PHILSOC DISCUSSION
22/10/19
Subjectivity, Aesthetics, and Art
Attendance: 33
Cake Jar Words: “Modern art is [bad]” – “snob” – “truth”
Calls of order: 5
- Can anything be art?
- Anything with intention can be art – what about nature? – biology doesn’t seem random – but some parts of biology aren’t as ‘perfect’ as others – intentionality as a perceived characteristic – perception as ultimately always flawed – what about emotions? – can we enclose emotional content within artistic representation? – convention as containing intentionality – can the non-conventional contain intentionality?
- Is art discovered or defined?
- Is it something of the object or what we see of it?
- Camus – joy of art is to disclose what we see of the world in intention (therefore art is created) – humans as the only species able to produce representations
- Does art have to have meaning?
- In music, for instance, there is no concrete referential object – not all reference is concrete
- Intended meaning makes art seemingly meaningless; but there can still be meaning nevertheless
- Satre: two forms of art – normal and ‘superior’ (which works for social change)
- What makes a mathematical equation sexy?
- Simplicity to solve a difficult problem? Parallelisms?
- Same with minimalist art
- Is high-brow culture superior?
- High-brow culture as presumptuous, superior – related often with heavy cognition or high-expensive – are the artistic circles the ones that determine superiority? – do they have validity in their determinations? – their validity depends on the era of the time
- Seems to change all the time
- High-brow as high in skill-level required; low-brow as high in meaningful content? – but can you stumble on high-brow quality work without having done any practice?
- What is superior? – Bourdieu as referencing social or economic status as what is superior – e.g. Van Gogh was not high-brow until people started buying his work for lots of money – capitalism suggesting monetary value as be-all and end-all
- High-brow culture as applying high monetary value to certain types of art
- Is Satre’s ‘superior’ art actually superior? – seems to be more sophisticated – but isn’t it just propaganda? – sure, but it still has a certain standing that seems to make it superior – what kind of social change is superior? – how does instigating social change necessarily have a value in the first place? Doesn’t saying this seem to trivially assign artistic value? – social value certainly not be-all and end-all of quality of art
- What is seen as an ‘end’ is for rich people to decide; poor people can only see as ‘means’
- Is there objective beauty?
- Could there be one piece of art that everyone found beautiful? – there are some artistic structures that seem to universally appeal (e.g. architypes and motifs) – Golden Ratio & Fibonacci Sequence – but there are ‘nicer’ sequences
- Can beauty be found in repeat observation?
- Does objectivity entail materiality? – surely, yes
- Are art and beauty actually linked? – beauty as an active, decision-based approach to token perceptions of art
- Is defining even worthwhile? Reductionist, Wittgensteinian approach – but we can get close enough for philosophy to be worthwhile
- Brutalist architecture…
- Can nature be art?
- What is nature? – is nature beautiful? – nature and beauty aren’t totally inseparable? – uniqueness as licensing beauty?

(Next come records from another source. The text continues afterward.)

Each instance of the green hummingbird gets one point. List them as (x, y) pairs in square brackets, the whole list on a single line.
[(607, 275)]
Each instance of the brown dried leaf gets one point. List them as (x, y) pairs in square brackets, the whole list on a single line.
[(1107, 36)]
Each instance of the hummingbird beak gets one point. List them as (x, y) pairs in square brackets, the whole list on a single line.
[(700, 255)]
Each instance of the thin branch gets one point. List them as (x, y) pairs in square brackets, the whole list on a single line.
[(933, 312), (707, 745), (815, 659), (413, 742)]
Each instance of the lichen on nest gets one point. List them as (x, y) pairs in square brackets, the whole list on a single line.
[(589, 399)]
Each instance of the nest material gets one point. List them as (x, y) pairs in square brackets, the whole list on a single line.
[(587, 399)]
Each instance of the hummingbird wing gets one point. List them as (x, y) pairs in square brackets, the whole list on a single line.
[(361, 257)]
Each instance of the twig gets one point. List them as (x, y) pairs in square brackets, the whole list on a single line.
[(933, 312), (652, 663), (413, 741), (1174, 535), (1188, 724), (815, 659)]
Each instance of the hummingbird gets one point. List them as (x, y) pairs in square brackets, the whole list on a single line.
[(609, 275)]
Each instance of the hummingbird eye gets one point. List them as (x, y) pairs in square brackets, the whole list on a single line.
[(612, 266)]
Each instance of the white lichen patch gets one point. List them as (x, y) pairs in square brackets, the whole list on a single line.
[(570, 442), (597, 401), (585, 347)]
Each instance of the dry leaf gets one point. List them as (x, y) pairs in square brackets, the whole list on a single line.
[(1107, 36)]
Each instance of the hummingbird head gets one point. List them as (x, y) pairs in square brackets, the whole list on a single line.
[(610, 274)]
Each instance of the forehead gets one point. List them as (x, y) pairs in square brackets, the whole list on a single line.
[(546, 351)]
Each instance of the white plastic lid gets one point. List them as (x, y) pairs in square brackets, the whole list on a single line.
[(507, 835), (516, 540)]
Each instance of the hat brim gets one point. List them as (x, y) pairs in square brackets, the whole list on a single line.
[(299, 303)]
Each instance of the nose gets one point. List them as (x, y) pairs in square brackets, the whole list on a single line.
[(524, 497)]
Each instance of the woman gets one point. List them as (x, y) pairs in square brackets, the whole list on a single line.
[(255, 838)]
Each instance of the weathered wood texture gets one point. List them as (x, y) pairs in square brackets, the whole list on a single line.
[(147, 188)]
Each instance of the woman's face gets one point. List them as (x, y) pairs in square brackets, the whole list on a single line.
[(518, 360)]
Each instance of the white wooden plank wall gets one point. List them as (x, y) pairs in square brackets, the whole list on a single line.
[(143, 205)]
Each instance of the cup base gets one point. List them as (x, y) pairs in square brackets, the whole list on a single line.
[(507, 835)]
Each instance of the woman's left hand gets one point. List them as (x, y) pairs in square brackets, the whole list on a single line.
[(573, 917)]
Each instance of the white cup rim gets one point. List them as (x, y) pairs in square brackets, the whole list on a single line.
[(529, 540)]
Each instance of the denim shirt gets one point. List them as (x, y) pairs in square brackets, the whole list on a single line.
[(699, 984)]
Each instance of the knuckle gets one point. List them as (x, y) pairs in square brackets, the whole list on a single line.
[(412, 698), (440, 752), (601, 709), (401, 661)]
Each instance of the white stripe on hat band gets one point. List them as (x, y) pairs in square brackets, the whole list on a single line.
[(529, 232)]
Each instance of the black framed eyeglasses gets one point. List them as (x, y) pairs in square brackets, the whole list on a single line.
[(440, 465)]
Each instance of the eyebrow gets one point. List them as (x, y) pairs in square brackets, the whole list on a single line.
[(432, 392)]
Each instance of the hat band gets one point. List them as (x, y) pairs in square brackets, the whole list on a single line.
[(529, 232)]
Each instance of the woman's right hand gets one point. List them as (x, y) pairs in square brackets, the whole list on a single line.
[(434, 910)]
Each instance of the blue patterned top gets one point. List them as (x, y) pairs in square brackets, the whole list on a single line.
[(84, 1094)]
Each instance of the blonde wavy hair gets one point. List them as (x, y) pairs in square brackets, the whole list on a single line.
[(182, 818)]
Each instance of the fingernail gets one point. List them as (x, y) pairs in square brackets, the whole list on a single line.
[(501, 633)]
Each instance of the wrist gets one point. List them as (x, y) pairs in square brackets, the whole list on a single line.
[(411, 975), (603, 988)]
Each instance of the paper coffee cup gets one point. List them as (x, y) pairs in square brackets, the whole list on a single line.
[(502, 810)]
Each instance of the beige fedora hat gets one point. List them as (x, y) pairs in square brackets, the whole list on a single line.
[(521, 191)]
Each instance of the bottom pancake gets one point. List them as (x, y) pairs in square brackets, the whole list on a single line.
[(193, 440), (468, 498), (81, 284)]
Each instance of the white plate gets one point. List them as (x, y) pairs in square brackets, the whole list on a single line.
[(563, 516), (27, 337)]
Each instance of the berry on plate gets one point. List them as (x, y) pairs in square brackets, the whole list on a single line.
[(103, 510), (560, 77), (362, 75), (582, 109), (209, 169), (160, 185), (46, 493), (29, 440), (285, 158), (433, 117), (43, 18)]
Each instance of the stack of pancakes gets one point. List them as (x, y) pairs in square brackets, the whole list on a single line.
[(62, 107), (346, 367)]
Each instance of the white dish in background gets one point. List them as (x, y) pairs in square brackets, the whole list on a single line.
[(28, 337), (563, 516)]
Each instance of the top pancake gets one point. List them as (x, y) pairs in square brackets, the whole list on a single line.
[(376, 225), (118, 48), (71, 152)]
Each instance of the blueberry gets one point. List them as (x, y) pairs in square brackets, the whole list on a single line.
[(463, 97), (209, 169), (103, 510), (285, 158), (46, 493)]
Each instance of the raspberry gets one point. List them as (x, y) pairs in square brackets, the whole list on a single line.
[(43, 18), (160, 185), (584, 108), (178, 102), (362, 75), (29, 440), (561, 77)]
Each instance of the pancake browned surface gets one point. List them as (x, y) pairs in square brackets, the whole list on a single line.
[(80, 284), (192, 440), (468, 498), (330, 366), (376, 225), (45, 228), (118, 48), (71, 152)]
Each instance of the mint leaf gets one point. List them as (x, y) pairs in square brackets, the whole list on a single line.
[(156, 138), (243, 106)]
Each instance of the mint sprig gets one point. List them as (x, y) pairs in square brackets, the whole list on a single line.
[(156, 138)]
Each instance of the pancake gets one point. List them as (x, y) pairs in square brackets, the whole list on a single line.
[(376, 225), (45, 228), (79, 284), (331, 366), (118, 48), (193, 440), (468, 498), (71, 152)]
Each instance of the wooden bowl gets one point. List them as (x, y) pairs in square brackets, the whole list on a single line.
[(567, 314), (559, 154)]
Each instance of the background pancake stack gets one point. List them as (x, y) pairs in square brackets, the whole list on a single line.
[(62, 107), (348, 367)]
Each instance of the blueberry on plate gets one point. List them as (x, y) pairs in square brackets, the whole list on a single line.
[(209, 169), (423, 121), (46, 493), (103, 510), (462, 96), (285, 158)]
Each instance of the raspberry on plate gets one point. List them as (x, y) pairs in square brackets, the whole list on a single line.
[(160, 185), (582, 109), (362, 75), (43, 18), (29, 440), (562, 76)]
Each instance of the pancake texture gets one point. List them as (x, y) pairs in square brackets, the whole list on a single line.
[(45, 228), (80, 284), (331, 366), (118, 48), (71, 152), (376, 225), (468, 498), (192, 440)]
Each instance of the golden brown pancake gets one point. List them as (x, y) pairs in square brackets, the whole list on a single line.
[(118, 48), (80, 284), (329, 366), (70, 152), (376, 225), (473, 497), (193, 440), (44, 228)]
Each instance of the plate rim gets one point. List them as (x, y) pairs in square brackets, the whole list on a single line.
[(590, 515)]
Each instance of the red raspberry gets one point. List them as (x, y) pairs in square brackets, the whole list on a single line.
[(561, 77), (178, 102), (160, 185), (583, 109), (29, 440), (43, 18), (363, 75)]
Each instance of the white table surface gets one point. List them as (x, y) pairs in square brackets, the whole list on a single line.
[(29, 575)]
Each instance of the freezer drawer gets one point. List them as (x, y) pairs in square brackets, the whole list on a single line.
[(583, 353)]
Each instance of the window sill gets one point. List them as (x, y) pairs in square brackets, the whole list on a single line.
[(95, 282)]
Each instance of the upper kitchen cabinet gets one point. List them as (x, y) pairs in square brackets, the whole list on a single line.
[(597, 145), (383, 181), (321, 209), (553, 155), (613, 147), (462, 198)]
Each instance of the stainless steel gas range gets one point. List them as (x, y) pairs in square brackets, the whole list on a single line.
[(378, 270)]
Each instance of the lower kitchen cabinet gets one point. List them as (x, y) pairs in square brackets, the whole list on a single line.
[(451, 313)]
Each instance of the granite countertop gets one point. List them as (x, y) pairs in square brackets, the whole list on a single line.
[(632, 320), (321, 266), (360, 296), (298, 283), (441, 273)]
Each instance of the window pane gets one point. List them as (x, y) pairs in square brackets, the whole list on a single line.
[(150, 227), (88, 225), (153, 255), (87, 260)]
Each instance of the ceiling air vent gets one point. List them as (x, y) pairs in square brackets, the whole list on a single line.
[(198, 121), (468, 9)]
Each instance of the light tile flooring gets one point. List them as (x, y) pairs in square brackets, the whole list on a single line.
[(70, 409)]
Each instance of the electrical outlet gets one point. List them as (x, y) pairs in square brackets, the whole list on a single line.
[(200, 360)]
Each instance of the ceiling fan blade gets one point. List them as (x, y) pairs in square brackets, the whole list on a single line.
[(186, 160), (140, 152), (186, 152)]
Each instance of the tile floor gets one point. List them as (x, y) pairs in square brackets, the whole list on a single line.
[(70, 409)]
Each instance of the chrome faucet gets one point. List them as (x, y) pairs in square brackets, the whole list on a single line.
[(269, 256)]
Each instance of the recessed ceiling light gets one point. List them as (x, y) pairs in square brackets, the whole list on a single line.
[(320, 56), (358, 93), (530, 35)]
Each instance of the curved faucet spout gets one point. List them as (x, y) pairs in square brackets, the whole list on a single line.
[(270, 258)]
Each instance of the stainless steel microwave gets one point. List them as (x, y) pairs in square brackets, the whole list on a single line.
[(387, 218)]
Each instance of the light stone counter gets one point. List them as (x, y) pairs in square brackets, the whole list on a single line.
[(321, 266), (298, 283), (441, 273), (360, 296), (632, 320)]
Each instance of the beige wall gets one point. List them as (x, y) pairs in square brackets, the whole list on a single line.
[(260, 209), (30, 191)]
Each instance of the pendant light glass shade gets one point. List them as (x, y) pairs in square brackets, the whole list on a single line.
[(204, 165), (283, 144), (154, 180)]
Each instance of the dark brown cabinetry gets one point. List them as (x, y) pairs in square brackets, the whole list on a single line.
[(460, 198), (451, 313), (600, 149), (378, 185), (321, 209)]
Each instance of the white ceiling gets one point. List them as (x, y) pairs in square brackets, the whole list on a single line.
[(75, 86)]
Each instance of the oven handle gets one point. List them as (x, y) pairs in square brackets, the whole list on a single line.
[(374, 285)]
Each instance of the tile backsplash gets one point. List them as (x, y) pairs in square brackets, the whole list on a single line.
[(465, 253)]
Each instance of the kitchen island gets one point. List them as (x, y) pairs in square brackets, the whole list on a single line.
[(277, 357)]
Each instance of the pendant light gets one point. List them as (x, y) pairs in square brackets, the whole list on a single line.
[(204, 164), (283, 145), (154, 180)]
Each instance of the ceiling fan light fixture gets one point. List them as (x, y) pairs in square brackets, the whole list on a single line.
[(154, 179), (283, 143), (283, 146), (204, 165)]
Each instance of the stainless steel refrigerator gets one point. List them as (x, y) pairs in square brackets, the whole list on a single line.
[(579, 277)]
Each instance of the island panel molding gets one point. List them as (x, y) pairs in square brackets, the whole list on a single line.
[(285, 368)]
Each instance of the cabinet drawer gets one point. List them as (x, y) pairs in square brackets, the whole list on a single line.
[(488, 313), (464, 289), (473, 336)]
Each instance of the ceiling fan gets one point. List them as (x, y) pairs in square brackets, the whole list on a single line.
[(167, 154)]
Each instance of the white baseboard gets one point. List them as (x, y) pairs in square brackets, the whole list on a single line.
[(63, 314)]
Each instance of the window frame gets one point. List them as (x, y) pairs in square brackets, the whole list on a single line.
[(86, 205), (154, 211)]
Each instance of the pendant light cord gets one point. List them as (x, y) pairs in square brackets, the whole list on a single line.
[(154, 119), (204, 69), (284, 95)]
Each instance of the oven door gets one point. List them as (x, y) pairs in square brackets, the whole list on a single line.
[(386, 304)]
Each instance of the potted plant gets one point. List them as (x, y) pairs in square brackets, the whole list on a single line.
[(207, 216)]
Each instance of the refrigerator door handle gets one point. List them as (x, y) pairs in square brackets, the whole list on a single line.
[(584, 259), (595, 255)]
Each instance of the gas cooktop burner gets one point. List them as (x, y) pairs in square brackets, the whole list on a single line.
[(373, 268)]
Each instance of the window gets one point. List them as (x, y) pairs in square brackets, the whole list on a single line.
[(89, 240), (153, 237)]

- What counts as art? Anything that has a representational quality? Importance of including human appreciation in the ascription of the term art (the term is so broad) – anything that is put as an “end”; that we might consider has intentional content beyond its immediate function
- Where will art go? How will it evolve?
- Looking to the past and see a general/historical trend? – e.g. Egyptian pyramid creation – but is this just convention?
- Higher future disposable incomes leading to broader artistic interests?
- Focus on higher skill and higher capacity for detailed representation?